The young man called a press meeting to state that he was resigning all his party leadership positions, quitting the party he had been born into and — the shocker — joining the main opposition party and CCM’s current nemesis, Chadema.

But why would this relatively unimportant young man in a provincial setting have the chattering classes agog by simply changing party allegiance in a system where parties actually mean nothing?

For starters, Tanzanian officials never resign from office no matter what goes wrong on their watch.

A ferryboat capsizes, killing hundreds of voyagers and nobody in the transportation sector takes responsibility; a train is derailed and passengers are killed, and nothing happens; an ammunitions dump explodes, killing civilians, seriously damaging property and sowing panic and nobody in the defence ministry seems gravely concerned, et cetera et cetera.

That is when something has gone awry in an area for which someone is supposedly responsible.

There is also the case where someone has been abused by a superior or a system, where they know they are being treated shabbily and that there might be a better world outside the abusive setup, but they simply do not quit, for quitting is un-Tanzanian.

Like the nail on the wall, they keep receiving the hammer blows until the whole edifice crumbles with them in it.

So, why was this young man doing what is not the done thing in our culture, people are still asking.

For one thing, it is well known that this youth is a close ally of former prime minister Edward Lowassa, who resigned five years ago over an energy procurement scandal, but who is consistently reported as having presidential ambitions for 2015.

Lowassa is also known to harbour a grievance against President Jakaya Kikwete because he believes the latter left him holding the bag when they had both been involved in the controversial deal (in fact, in a recent top party caucus chaired by Kikwete, Lowassa said as much).


Lowassa’s unhappiness has not been lessened by efforts within his party to make him the sacrificial lamb in a hypocritical campaign against corruption.

There has been speculation that Lowassa, who has a huge following within the ruling party, could leave the party if he suspects it will not choose him as its presidential candidate.

So is Ole Millya a forerunner, a water tester sent to check the temperature both within Chadema and in the reaction of the public before Lowassa joins in?

Or is he — as a section of the press has suggested — a spy embedded within Chadema to gain firsthand knowledge of the main foe Lowassa will face in case his party picks him in 2015?

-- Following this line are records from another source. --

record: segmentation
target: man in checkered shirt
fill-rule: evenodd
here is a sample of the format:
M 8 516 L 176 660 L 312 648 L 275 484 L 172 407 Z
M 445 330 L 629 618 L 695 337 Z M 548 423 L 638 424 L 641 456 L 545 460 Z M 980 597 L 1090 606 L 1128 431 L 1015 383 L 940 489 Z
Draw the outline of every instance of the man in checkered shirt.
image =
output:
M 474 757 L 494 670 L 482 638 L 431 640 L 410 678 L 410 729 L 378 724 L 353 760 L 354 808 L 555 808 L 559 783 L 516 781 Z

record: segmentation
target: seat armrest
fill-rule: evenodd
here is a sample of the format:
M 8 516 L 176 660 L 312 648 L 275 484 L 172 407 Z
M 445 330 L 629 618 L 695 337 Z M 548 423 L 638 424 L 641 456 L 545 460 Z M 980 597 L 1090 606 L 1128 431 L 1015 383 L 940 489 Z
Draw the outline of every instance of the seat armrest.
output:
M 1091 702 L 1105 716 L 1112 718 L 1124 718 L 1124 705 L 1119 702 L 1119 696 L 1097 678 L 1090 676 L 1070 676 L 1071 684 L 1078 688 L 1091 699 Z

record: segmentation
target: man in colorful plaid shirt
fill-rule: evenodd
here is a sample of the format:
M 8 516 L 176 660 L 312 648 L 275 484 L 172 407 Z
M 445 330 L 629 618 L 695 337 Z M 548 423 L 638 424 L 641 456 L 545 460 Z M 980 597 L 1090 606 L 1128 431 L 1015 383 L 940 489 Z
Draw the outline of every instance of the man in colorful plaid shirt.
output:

But statements that have been made thus far suggest that there may be more defections from the ruling party to Chadema in the coming few months, especially during the internal party elections taking place this year, in which the spurious debate over who is corrupt and who is not — in a party that has itself become synonymous with corruption — will create many casualties who may then jump to Chadema.

If that becomes the trend, it may not be long before Chadema is inundated by masses of immigrants from CCM, soon making that opposition party the ruling outfit and sending CCM the way of the Kanus and UNIPs of this world.

Indeed, could Lowassa be saying, if they don’t pick me I’ll strengthen Chadema and help it form the coming government, even if I am not in it?